Research tells us heavy marijuana use is very likely a trigger for the onset of mental illnesses including schizophrenia in young people pre-disposed to the issues. Science also tells us that young people with a family history of addiction are more susceptible to becoming addicted to substances themselves.
“Many can get away with it, but for other kids there is something in their brain that works really well with marijuana and they open that door to addiction and it becomes the focus of their life,” he said.
Steinkampf said it is important youth get full information about marijuana, alcohol, tobacco, opiates, fentanyl and other drugs so they can make informed decisions.
“When it comes to youth, we need to encourage them to understand more about the world they live in. When it comes to things like substances they put in their bodies they need to be very careful. Their education should not come from their friends or a person at a marijuana dispensary. Of course they’re going to tell you it’s a good thing because they’re a salesperson.
“It’s all about the money,” he said. “Like many other drugs there are some proven benefits for some applications, but also significant risks. Youth should know about those risks, which are being downplayed because it’s all about money.”
The risks and realities of marijuana was one of a number of related topics tackled at the Odd Squad’s second-annual Back on Track conference in Vancouver October 19. Formed after its founders filmed their first amateur documentary on the streets of the Downtown Eastside in 1997, the Odd Squad has evolved into a non-profit agency that films and produces educational videos for youth and law enforcement agencies and offers peer-to-peer and in-person educational programs to thousands of students, parents, teachers, and community groups in B.C. and across Canada each year. The group also puts on numerous in-person presentations every year, and actively works in gang prevention and exit strategy programs focused on young women.

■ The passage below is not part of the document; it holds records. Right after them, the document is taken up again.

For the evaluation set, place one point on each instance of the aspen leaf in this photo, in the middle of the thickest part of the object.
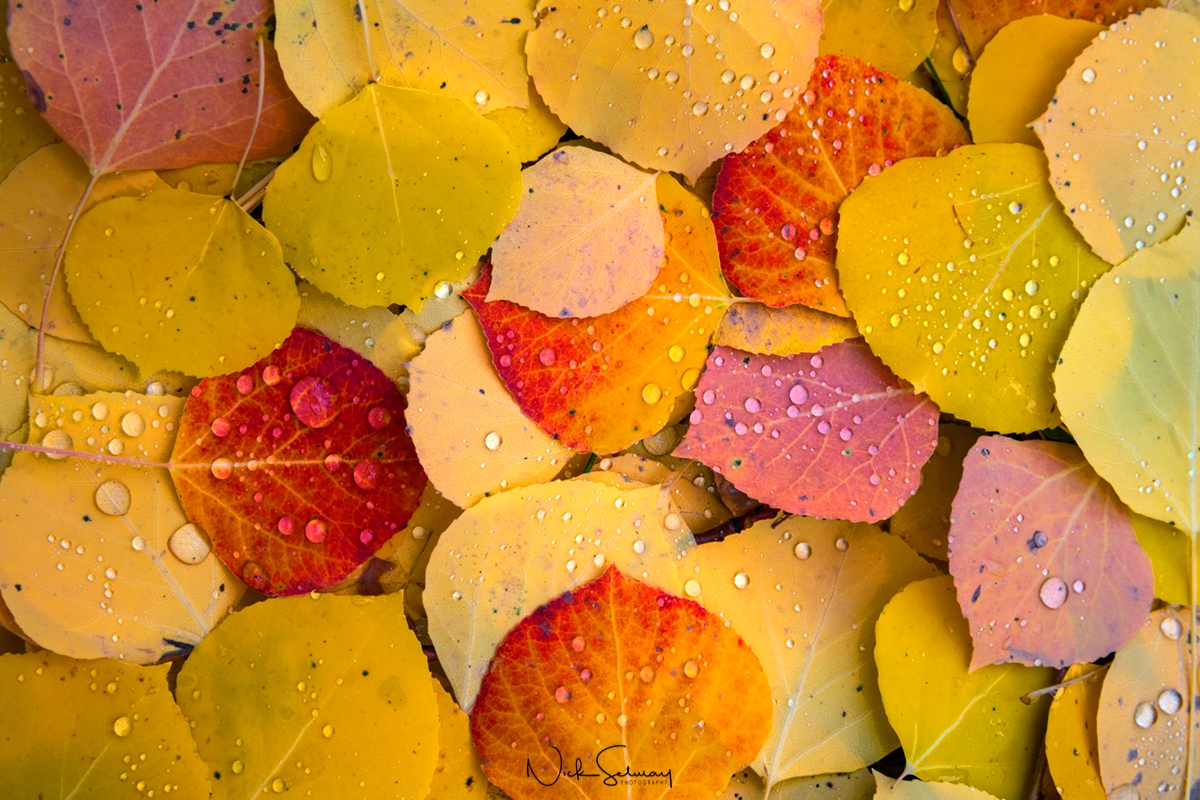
(70, 726)
(965, 726)
(113, 566)
(1125, 379)
(603, 663)
(775, 206)
(1009, 89)
(471, 435)
(453, 185)
(935, 250)
(523, 542)
(163, 85)
(1072, 749)
(39, 198)
(1044, 557)
(831, 434)
(469, 50)
(180, 281)
(601, 384)
(1144, 71)
(805, 596)
(678, 86)
(299, 468)
(586, 240)
(313, 695)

Another topic discussed at the conference was the launch of the society’s three-part educational documentary series about fentanyl, now available to B.C. schools free of charge. It comes with a supporting resource guide to help teachers present the material.

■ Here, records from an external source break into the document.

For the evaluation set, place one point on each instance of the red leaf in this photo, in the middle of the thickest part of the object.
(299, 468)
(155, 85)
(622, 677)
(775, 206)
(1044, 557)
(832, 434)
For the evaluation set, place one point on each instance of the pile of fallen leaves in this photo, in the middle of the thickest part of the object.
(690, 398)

“Fentanyl is still cutting a significant swath. It’s not slowing down, ”Steinkampf said. On average more than 100 British Columbians die every month from overdoses, many of them from fentanyl. “The emotional toll on first responders, the street workers, is astronomical. On top of that, families of addicts and emergency service providers.”
The three videos focus first on what fentanyl is, the nature of addiction, and why people use it. The second video looks at the impact of the drug, while the final module looks at recovery.
Steinkampf said fentanyl, an artificial opiate, is popular with drug manufacturers and dealers because it is so potent, meaning they need to import only small amounts and then dilute it with other substances.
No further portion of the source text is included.